Selain itu, keterbatasan petugas kebersihan juga menjadi tantangan tersendiri. Hal ini terjadi karena bertepatan dengan masa libur panjang, termasuk bagi petugas yang menjalankan ibadah keagamaan. Oleh sebab itu, momentum hari pertama kerja dimanfaatkan untuk mengurai persoalan sampah yang menumpuk di berbagai titik.
“Banyak sampah yang menyumbat drainase, bahkan ada yang sudah lama berada di sekitar permukiman. Ini yang kita bersihkan bersama hari ini,” jelasnya.
Dalam kesempatan tersebut, Wempi juga mengimbau masyarakat agar meningkatkan kesadaran dalam menjaga kebersihan lingkungan. Ia menegaskan bahwa pengelolaan sampah bukan hanya menjadi tanggung jawab pemerintah melalui dinas terkait, tetapi juga seluruh elemen masyarakat.
“Kebersihan itu tanggung jawab kita semua. Sampah berasal dari kita, maka kita juga harus bertanggung jawab. Kalau petugas belum datang, tahan dulu sampahnya, jangan dibuang sembarangan,” tegasnya.
Kegiatan bakti sosial ini diawali dengan apel gabungan di Lapangan Padan Liu Burung dan dihadiri unsur Forkopimda, termasuk Kejaksaan, Kepolisian, DPRD, serta Satgas Pamtas dari Batalyon 614 Raja Pandita.
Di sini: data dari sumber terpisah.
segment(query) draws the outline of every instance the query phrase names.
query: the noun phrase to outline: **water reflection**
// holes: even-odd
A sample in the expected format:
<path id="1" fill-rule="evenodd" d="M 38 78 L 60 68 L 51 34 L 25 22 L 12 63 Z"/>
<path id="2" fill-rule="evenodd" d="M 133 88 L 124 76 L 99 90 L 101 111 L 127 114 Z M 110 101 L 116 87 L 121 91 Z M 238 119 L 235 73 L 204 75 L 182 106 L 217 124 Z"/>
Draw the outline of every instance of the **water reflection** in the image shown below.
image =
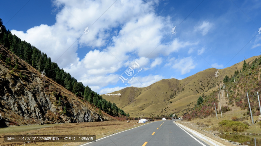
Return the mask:
<path id="1" fill-rule="evenodd" d="M 229 141 L 232 141 L 251 146 L 261 145 L 261 136 L 233 134 L 219 135 L 219 136 Z"/>

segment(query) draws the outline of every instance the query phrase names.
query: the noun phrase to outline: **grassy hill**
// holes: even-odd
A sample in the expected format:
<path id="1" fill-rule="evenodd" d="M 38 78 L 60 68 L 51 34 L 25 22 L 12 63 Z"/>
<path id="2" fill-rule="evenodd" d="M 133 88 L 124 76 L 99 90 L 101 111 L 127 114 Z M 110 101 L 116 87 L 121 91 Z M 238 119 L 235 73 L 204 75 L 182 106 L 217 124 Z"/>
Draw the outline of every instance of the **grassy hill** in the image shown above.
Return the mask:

Pemerintah Kabupaten Malinau menegaskan bahwa aksi ini merupakan bentuk komitmen bersama dalam mewujudkan daerah yang tertib, bersih, dan indah. Dengan semangat gotong royong yang terus dijaga, diharapkan Malinau dapat semakin maju serta memberikan lingkungan yang sehat dan nyaman bagi seluruh masyarakat.